What can people coming along to your event expect to see at this year's Edinburgh International Film Festival?
The students of Film, Exhibition & Curation at the University of Edinburgh have created a programme of short films drawn from the post graduate work of the UK film academies (National Film & Television School/ London Film School/ Scottish Screen Academy).
It’s always exciting to be present at the start of someone’s career, to feel that sense of personal discovery in the work of the filmmakers of the future. That’s what festivals offer to their audiences in many different forms but none are as effective as the short film programme in introducing new talent to enthusiastic audiences.
This particular short film programme ‘Growing Up, Getting By’ is a chance to enjoy a range of form, style and tone, all put together in a manner designed to engage, entertain and set an audience to thinking and talking.
Why is it important that students are involved?
Programming a short film programme is a very difficult and complex task, one which we use to develop the skills and critical thinking of the students of Film, Exhibition & Curation through a number of assignments over the year of study.

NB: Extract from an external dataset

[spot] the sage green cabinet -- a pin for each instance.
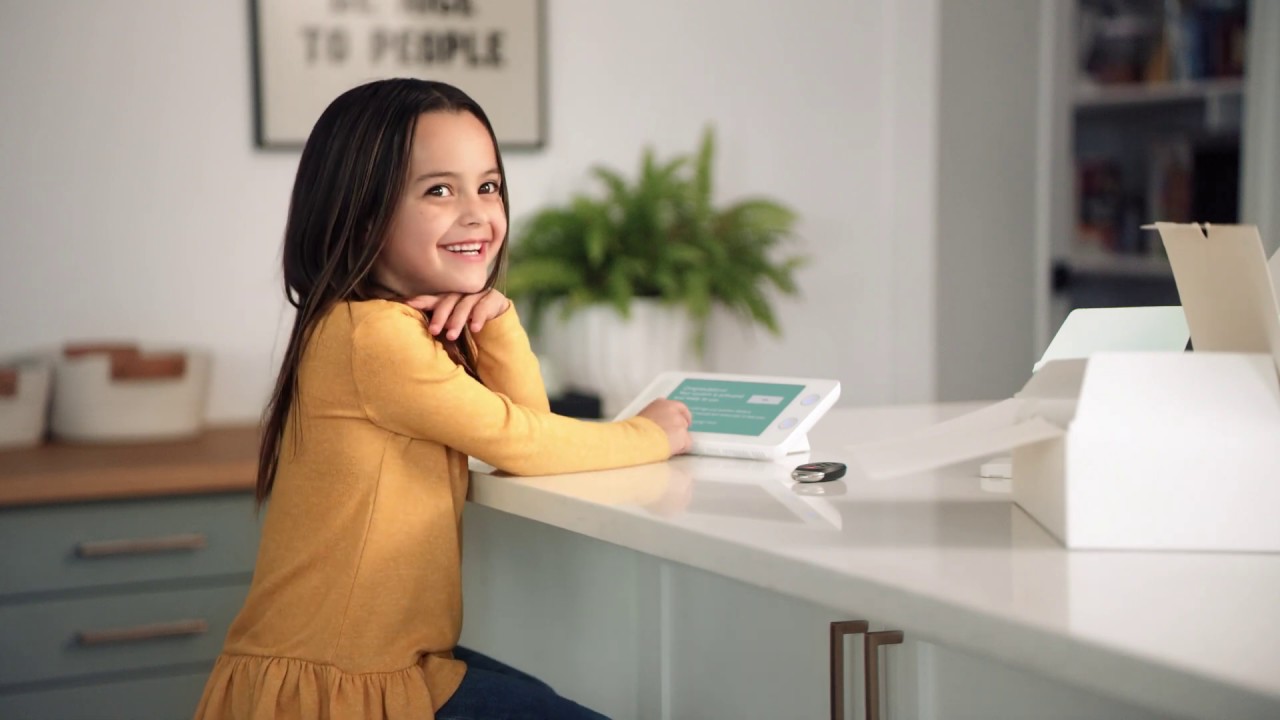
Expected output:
(118, 609)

This event is part of the culmination of that learning, where the students have to deliver at a professional level to the public, and it is an enormous opportunity. It hones their own confidence in their judgement plus deepens their understanding of audiences more generally.
What have your students learned from being involved in this year’s Film Festival?
In addition to the professional skills required to deliver at this level the students have learned how to apply the theory to the real, and all that was revealed in that process has been extraordinarily fruitful in developing their scholarship, higher level thinking and overall enjoyment.
How does taking part in the Film Festival inspire you?
It is so necessary for the students to benefit from operating at a professional standard that I am constantly inspired by the investment of outside partners like the EIFF in encouraging the next generation of practitioners and thinkers.
Creative collaboration is a crucial tool in the arts and in film exhibition in particular. Ensuring the students have learned as much as they can to deliver requires a constantly renewed inspiration. This sort of event helps feed that.
What do you hope audiences can get out of coming to the Festival?
I hope they leave the cinema in a frenzy of discussion about film and the work they just watched.